You've got a desert, or at least a very arid zone, which occupies the entire width, from shore to shore, of a long continent with ocean on either side. What are the coastlines like?
Why is it so arid? We'd usually have lack of water for a combination of two reasons: no rain or no soil. Mountains or altitude can prevent rain from reaching an arid zone, but we have no mountains here. Let's look at the rivers.
You have one that seems to come from an upwelling and flow west for a short distance. It apparently doesn't irrigate much of the surrounding land, so I'd suppose that it sits in the middle of a basin. You have another river that flows east for a longer distance. Rivers can often be quite limited in the fertile area that they feed — e.g. the Nile in Egypt, — so that works well enough in that regard. This one seems to have a subterranean source, too, since it is in the middle of a land that sees no precipitation to feed it.

What you have there is a large arid region apparently sitting at a high altitude on a plateau of land which can't hold water above the bedrock, and which is sitting atop a large aquifer (i.e. lots of water between the granules of rocks underground). But, it doesn't really look like that when you examine the coasts. Besides, what would keep the aquifer held together so far above sea level?

You have a isolated range of mountains, the “Desmonles” or something like, which does not seem to follow the contours of the surrounding landmass. Is there a reason for it to be so straight?

Your two big marshes look a little ill-situated. Like they don't actually come from the rivers, but were simply stamped down at their mouths.
Maybe the rivers meet huge basins that get flooded — but 120 miles away from the river seems rather far.

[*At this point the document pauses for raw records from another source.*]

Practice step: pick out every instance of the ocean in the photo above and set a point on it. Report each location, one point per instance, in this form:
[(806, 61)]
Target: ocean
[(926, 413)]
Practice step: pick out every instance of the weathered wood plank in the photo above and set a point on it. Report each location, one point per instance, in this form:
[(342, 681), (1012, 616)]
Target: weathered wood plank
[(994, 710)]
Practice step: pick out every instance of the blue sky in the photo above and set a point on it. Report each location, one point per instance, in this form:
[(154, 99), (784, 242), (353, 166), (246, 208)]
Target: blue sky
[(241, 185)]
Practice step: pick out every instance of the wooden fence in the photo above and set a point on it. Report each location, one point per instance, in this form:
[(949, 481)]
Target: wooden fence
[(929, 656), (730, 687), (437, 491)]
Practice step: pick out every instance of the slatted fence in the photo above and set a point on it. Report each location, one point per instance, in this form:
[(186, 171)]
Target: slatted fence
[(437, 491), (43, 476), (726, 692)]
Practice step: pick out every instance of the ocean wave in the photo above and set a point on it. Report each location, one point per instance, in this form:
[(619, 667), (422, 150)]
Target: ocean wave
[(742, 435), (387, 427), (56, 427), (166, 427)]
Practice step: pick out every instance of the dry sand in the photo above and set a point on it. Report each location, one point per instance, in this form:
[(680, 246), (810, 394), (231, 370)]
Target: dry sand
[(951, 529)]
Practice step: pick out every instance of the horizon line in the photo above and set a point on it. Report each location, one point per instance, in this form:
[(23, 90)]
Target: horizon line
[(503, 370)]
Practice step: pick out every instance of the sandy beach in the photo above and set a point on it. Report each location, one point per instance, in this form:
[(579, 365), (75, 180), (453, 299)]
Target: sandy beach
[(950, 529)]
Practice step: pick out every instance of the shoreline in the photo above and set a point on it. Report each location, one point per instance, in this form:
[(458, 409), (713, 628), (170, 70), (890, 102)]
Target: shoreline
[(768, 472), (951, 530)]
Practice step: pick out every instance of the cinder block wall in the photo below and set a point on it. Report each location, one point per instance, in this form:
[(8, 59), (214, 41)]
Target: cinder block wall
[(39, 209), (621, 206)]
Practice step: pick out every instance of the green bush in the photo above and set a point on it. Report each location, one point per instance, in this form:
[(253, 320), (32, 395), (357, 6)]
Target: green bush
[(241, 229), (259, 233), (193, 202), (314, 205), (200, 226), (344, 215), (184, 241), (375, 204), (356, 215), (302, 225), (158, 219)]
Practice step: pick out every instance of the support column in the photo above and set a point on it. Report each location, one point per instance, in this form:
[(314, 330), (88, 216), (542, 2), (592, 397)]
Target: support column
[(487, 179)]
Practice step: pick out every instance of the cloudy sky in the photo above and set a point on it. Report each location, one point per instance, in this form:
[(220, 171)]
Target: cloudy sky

Those were the things which I noticed first. Other answers have mentioned some of the other problems, especially with the rivers — like that one apparently inland sea or something in the northeast, — so I will not rehash them here.

I will say that you need to give some indication of both latitude and compass directions. Never mind the terrain itself, but if you expect people to see this map as a small part of a larger globe much like the Earth, they need some points of reference. Otherwise, you'll end up with people either presuming that it is equatorial, at their own native latitude, or in some flat fantasy world with a single, and probably temperate, climate over the entire thing.

Okay, enough about that. All in all, don't take my comments too harshly or too seriously. I was going for frankness in my assessments.


As for the large bland patches, remember that there are probably lots of hills, forests, springs, farms, and waterways in those places — they simply weren't large or dense enough to register on your map.
The large land of Morizar and Alsakubraa, for example, is comparable in size to places like the Arab peninsula or Ontario. The entire map would fit nicely inside Australia, and the habitable land surface area could almost snuggle together in the Outback.

The sparseness, the mountain contours, and the incompatible climates.
How would one address those concerns with their world?

I begin by drawing lines of longitude across my map. That will give you some idea of the seasonal climates in the areas. Then I can draw tectonic plates. Continental shelves go atop those. Coastlines and shallow seas and mountains come next.
Mountains usually go on the edges between the plates. In the middle of a plate, they are often caused by volcanism.
Drawing isoclinic contour lines, beginning at the coastlines and working inland, is the next step. Indeed, you already began at coastlines and mountains. Now, you need to fill in the lands between.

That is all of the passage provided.